Perhaps next up, we can lift some ideas from here: https://fluxml.ai/Zygote.jl/dev/complex/ such as the example showing how to get the Wirtinger derivatives, \partial \over \partial z and \partial \over \partial \bar{z} from the Jacobian, i.e.

using ChainRules
function wirtinger_rrule(f, z)
    _, pullback = rrule(f, z)
    du, dv = pullback(1)[2], pullback(im)[2]
    (du' + im*dv')/2, (du + im*dv)/2

wirtinger_rrule(abs2, 1 + im)

: (1.0 - 1.0im, 1.0 + 1.0im)
function wirtinger_frule(f, z)
    du_dx, dv_dx = reim(frule((Zero(), 1),f,z)[2])
    du_dy, dv_dy = reim(frule((Zero(),im),f,z)[2])

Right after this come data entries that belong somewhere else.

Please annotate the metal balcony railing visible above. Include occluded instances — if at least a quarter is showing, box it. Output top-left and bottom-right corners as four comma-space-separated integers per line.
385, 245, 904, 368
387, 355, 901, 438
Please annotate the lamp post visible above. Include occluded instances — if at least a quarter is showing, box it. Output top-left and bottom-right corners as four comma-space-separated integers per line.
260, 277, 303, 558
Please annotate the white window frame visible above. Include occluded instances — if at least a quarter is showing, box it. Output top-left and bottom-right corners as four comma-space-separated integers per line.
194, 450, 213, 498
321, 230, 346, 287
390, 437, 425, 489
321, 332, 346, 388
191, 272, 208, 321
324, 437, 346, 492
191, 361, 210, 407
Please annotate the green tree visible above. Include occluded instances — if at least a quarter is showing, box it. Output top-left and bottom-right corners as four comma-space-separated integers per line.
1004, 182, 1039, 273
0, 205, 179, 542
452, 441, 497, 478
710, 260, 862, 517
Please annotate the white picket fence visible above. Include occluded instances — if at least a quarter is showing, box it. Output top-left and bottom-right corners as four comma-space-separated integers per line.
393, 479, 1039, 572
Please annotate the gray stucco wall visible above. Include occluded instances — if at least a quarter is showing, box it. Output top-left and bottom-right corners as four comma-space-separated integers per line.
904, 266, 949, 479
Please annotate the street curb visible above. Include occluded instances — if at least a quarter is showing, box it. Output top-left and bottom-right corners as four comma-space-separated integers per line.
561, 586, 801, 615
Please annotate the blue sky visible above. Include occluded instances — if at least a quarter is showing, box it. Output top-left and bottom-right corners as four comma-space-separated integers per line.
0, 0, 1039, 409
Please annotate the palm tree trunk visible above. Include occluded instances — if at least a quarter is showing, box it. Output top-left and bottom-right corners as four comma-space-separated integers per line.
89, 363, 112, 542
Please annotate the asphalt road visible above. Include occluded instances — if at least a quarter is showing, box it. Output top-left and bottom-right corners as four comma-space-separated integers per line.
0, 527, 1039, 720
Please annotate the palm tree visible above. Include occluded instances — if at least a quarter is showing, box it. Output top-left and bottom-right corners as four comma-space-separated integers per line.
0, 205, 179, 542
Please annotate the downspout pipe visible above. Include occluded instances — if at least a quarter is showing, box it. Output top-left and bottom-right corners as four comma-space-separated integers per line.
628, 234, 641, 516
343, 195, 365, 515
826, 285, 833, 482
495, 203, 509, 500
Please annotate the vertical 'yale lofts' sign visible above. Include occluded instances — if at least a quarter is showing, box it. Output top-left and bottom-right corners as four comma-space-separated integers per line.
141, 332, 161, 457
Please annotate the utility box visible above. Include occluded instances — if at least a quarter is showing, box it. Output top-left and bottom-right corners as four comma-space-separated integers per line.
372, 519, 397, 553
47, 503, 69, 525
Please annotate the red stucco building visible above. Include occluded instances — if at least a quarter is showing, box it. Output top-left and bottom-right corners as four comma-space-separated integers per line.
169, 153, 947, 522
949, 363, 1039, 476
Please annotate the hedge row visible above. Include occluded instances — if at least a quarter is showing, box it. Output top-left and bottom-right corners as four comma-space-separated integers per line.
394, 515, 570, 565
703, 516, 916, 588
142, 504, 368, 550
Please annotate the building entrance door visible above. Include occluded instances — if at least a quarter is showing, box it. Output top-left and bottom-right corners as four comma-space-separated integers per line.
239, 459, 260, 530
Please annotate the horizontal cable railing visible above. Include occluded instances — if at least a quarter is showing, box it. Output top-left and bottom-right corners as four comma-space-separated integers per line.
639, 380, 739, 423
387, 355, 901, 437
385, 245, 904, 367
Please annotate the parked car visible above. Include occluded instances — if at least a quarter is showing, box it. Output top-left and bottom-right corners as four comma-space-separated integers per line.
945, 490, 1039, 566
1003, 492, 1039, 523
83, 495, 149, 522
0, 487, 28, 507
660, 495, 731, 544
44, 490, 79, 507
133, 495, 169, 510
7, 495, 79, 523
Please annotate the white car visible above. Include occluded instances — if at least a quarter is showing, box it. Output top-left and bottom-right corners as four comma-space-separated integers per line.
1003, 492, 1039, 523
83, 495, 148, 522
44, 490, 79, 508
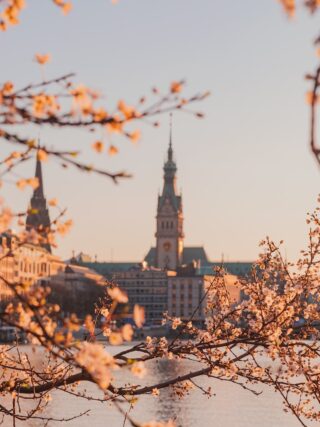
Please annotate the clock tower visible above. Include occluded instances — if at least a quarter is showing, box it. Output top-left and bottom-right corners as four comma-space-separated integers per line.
155, 125, 184, 270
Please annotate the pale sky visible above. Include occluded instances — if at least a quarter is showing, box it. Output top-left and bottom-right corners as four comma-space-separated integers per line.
0, 0, 320, 261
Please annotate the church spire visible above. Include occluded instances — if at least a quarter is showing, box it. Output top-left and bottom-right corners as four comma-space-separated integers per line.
26, 149, 51, 253
168, 113, 173, 162
155, 117, 184, 269
34, 155, 44, 198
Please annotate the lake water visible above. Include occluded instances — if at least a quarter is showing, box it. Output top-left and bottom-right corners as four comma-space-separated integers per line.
2, 347, 300, 427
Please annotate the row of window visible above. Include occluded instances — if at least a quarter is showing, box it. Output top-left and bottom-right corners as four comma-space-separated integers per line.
161, 221, 174, 230
20, 261, 50, 274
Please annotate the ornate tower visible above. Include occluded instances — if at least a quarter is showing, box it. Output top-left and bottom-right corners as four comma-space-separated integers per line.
155, 125, 184, 270
26, 155, 51, 253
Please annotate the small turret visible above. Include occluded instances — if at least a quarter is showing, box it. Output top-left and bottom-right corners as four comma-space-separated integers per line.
26, 150, 51, 253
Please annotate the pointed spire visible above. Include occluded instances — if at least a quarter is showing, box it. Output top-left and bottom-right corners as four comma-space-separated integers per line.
168, 113, 173, 161
26, 144, 51, 252
34, 152, 44, 198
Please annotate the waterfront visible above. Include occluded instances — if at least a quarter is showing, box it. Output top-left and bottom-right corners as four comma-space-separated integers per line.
4, 347, 300, 427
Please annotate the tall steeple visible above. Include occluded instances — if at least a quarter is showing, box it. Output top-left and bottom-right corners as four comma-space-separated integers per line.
156, 117, 184, 270
26, 151, 51, 253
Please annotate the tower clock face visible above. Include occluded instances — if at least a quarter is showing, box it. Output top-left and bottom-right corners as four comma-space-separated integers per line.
163, 242, 171, 252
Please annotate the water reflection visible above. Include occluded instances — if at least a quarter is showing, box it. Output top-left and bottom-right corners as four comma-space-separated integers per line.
1, 347, 299, 427
152, 360, 192, 427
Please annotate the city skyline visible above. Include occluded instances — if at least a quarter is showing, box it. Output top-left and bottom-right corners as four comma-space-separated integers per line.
1, 0, 318, 261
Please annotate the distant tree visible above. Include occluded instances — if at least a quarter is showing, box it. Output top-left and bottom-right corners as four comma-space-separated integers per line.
0, 0, 320, 427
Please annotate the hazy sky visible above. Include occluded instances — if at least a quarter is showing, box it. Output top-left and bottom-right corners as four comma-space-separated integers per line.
0, 0, 320, 261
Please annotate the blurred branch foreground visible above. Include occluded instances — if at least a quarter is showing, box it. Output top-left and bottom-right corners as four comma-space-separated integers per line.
0, 0, 320, 427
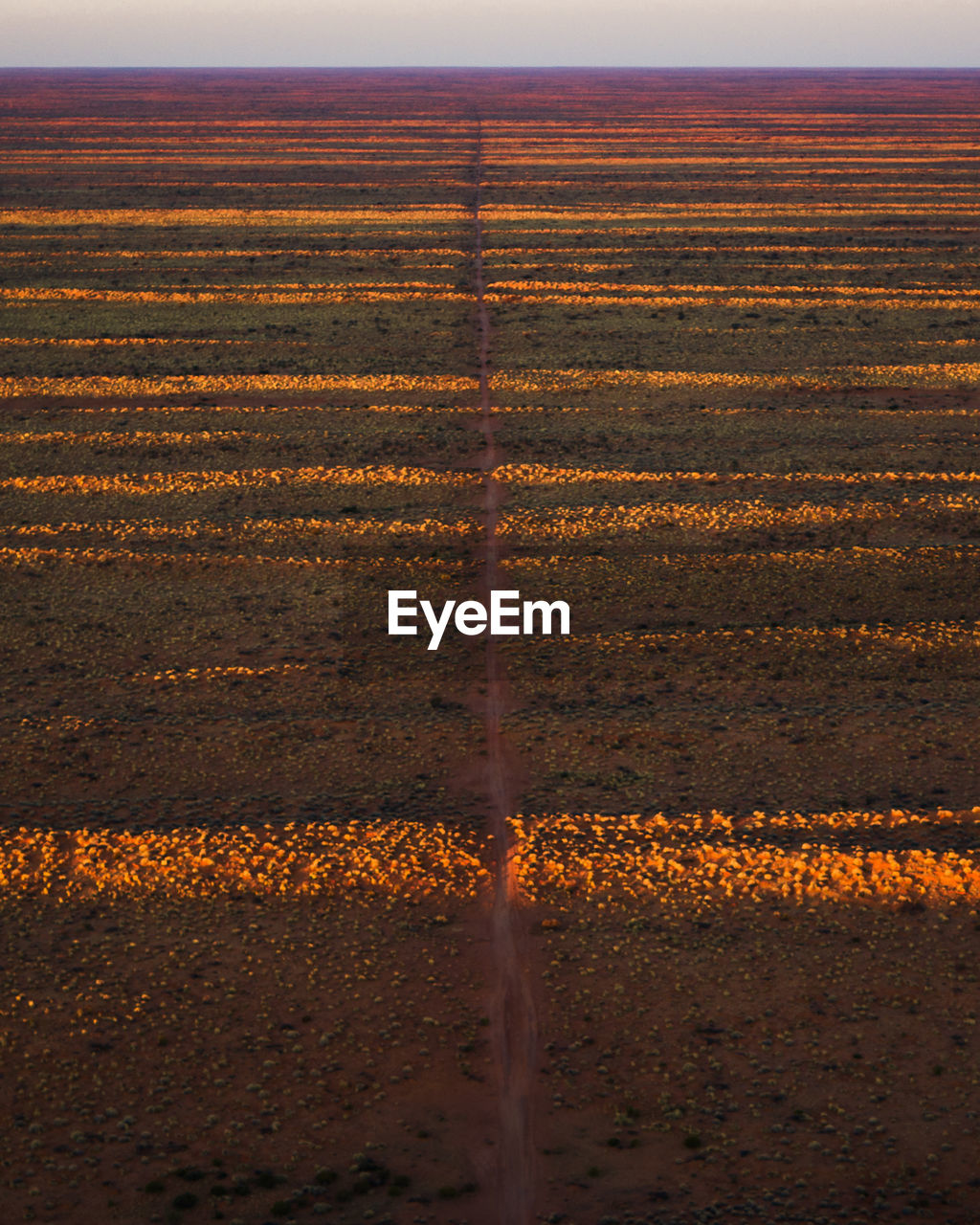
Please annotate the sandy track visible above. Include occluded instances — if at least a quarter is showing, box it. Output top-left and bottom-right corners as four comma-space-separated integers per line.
473, 122, 538, 1225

    (du_dx + dv_dy + im*(-du_dy + dv_dx))/2, (du_dx - dv_dy + im*(du_dy + dv_dx))/2

wirtinger_frule(sin, 1 + im)

: (0.8337300251311491 - 0.9888977057628651im, 0.0 + 0.0im)

Since you point out the Zygote docs, I have an open PR, where I tried to clarify the relationship with Wirtinger derivatives a bit more:

Should be pretty much finished, just got lost in my backlog a bit.


I am not sure what you mean here. AFAICT, the “only” remaining obstacle to introducing Wirtinger derivatives is to implement the chaining of chain rules as done e.g. in Zygote. Once that is done, Wirtinger derivatives can be provided using either of the functions you mentioned.


Oh I just meant adding that to our documentation. The functions I showed above work today. I’ll try to open a PR soon


I am not sure if this paper has been mentioned in this thread already, anyway it is very relevant to this discussion. The authors have also implemented their ideas in Julia code:

Guo, Chu, and Dario Poletti. “A scheme for automatic differentiation of complex loss functions.”


Highly relevant indeed! Thanks for pointing this out.

Their proposal is the same as what we came up with here, just approached from a different angle. That gives further validation that this convention is most likely the right thing to do.